The message was clear at the adult obesity seminar, where I was surrounded by colleagues in dark suits. They spoke with concern, showed graphs and explained statistics: we were in a big fat crisis.

They painted a grim picture of a nation immobilised by gluttony and laziness. As sure as eggs is eggs Benedict, we were reaping what we had sown; we were facing our just deserts for all the desserts we had just crammed into our faces.

Diabetes rates were through the roof, arteries were clogged, hearts were collapsing under the strain, joints buckled and groaned. What was the solution?

The evidence was clear: calories in, calories out ? simple arithmetic.
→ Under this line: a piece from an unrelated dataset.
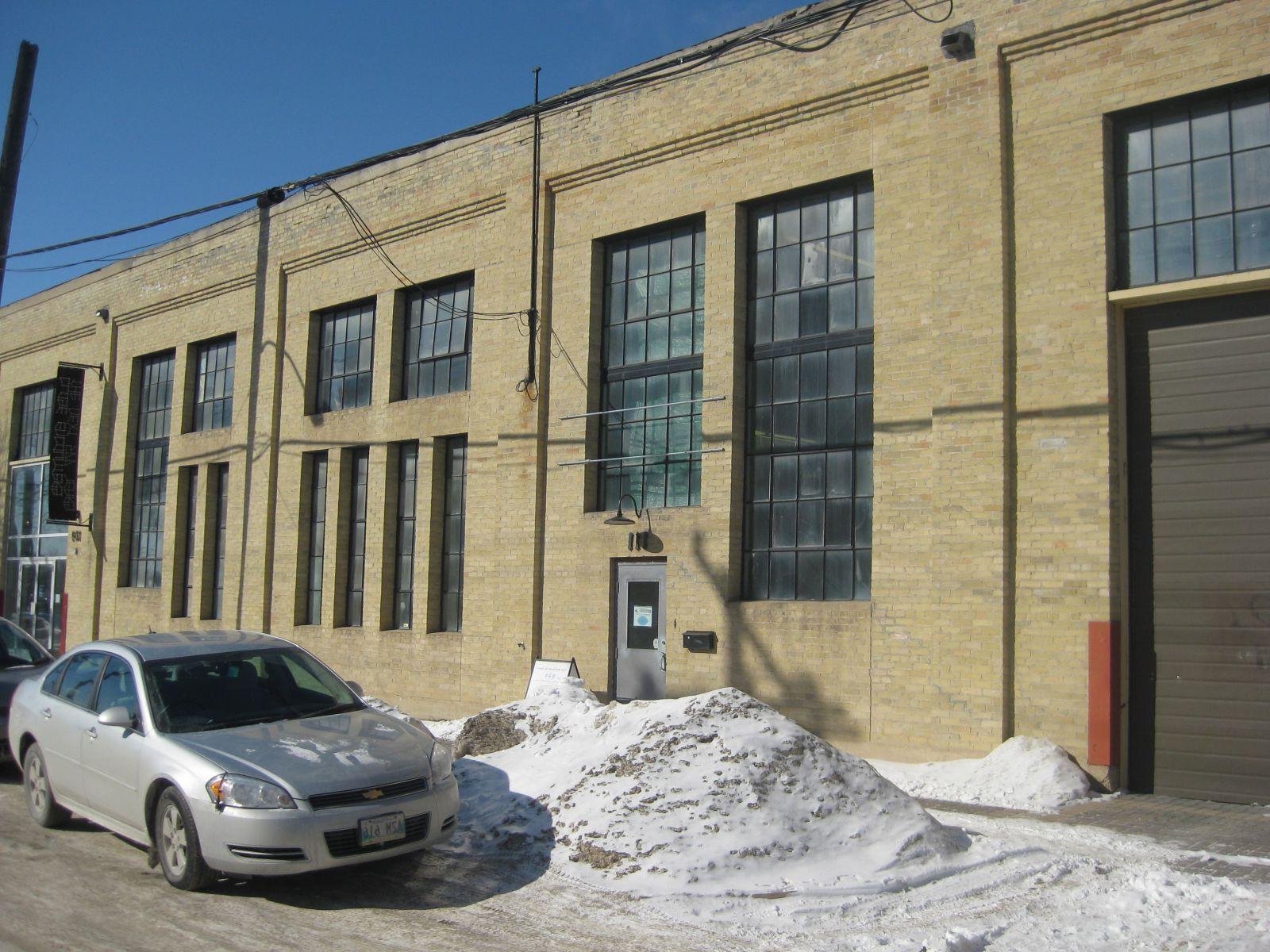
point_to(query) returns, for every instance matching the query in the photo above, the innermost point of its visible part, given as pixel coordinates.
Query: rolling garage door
(1199, 549)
Eat less, do more.

But something did not make sense. Do people really 'choose' to overeat? What drives them? Why is there a class difference? Does apportioning blame help? Were we hiding our judgements behind medical language and statistics?
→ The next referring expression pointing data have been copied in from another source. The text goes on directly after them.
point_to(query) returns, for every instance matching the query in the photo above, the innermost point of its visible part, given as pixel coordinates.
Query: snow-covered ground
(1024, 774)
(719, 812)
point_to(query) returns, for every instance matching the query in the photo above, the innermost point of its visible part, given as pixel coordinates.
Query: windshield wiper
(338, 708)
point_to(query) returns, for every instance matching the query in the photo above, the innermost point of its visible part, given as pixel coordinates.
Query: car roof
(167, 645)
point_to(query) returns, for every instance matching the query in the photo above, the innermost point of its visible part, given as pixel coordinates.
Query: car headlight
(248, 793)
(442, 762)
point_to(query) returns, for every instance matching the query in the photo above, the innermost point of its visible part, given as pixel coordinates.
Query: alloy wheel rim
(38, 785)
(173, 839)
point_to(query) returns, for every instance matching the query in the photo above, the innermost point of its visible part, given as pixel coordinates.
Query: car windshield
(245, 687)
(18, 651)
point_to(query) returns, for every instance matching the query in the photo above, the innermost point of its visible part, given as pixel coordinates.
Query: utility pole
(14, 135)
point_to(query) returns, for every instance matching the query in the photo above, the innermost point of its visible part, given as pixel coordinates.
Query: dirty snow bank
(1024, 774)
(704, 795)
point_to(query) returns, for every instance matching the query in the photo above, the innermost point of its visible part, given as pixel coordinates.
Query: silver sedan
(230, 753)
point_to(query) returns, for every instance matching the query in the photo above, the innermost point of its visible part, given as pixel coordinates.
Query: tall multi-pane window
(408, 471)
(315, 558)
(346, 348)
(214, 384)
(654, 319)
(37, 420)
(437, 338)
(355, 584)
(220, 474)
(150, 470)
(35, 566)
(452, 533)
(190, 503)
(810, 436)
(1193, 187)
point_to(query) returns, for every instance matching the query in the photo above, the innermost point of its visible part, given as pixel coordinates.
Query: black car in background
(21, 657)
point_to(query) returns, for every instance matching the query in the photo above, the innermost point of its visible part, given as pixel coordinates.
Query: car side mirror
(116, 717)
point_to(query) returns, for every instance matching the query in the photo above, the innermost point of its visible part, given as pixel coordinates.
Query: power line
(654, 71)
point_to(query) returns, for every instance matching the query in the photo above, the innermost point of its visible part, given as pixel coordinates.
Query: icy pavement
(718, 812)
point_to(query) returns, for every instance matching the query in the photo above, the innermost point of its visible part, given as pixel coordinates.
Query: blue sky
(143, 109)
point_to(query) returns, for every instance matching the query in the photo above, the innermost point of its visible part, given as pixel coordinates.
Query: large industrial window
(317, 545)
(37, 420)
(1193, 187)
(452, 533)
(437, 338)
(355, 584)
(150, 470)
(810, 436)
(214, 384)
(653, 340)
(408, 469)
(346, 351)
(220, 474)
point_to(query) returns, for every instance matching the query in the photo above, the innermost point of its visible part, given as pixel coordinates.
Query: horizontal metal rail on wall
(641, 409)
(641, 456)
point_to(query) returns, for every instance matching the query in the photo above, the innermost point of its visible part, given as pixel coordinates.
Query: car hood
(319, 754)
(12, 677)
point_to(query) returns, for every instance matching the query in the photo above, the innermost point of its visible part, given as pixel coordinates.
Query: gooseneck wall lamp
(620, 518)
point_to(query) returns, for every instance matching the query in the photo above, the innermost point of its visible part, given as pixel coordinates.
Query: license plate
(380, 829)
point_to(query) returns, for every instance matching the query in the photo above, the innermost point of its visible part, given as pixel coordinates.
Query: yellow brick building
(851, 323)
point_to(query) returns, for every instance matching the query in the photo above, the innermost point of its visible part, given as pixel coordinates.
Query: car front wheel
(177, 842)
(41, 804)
I spoke to my fat friends. One, a newly diagnosed diabetic, was clear: 'Type one and type two diabetics are the new undeserving and deserving poor,' he said.

'You have type one, it's an epidemiological reality. You have type two because you ate too much and did too little.' The blame he described was similar to that of 15 years ago when some spoke of the innocent and deserving victims of HIV/Aids.

My informants struggled to believe that even the most empathetic thin person could understand. 'It is as if it is acceptable to pass judgement. If you are fat you are open to public scrutiny,' said one.

Another said that 'you look like you've lost weight' was a powerful statement and a clear judgement. She said: 'A thin person said I looked more like them. I must be worth something. After all, I have conquered my weaknesses. How fabulous!'

Her feeling was that this unwanted and very common 'monitoring' of people with weight problems was intensely personal.

We need food to live, and eating is a social activity, with much of our interaction structured around it. Food can also give a momentary release from stress.

A friend said: 'I eat when I am stressed; it gives immediate comfort'. Another explained that in the absence of other luxuries, fatty food was pleasurable.

Most people know that overeating causes weight gain, but still we get fatter, while interventions tend to focus on outcomes rather than causes. The reasons why people binge eat are seldom addressed.

The human issue is not only calorific intake but also how opportunity interacts with identity and self-worth. Psychotherapist and author Susie Orbach's view that 'fat is a feminist issue' stands - it is also one of class, ethnicity and inclusion.

Where we sit in society affects the actions we take and has a profound impact on how we see ourselves. Arguments about the relative importance of society-wide or individual-level interventions are a diversion. Both are necessary.

Epidemiology paints an important national picture: the opportunities we have affect the quality of the food we can buy. Still, effective measures elude us. Tackling inequality is key but part of the answer lies deep in our psyches.

It is time to expand our knowledge about how our motivations, passions, inhibitions and fears interact with our hunger. Without such an integrated approach, we will not reduce obesity.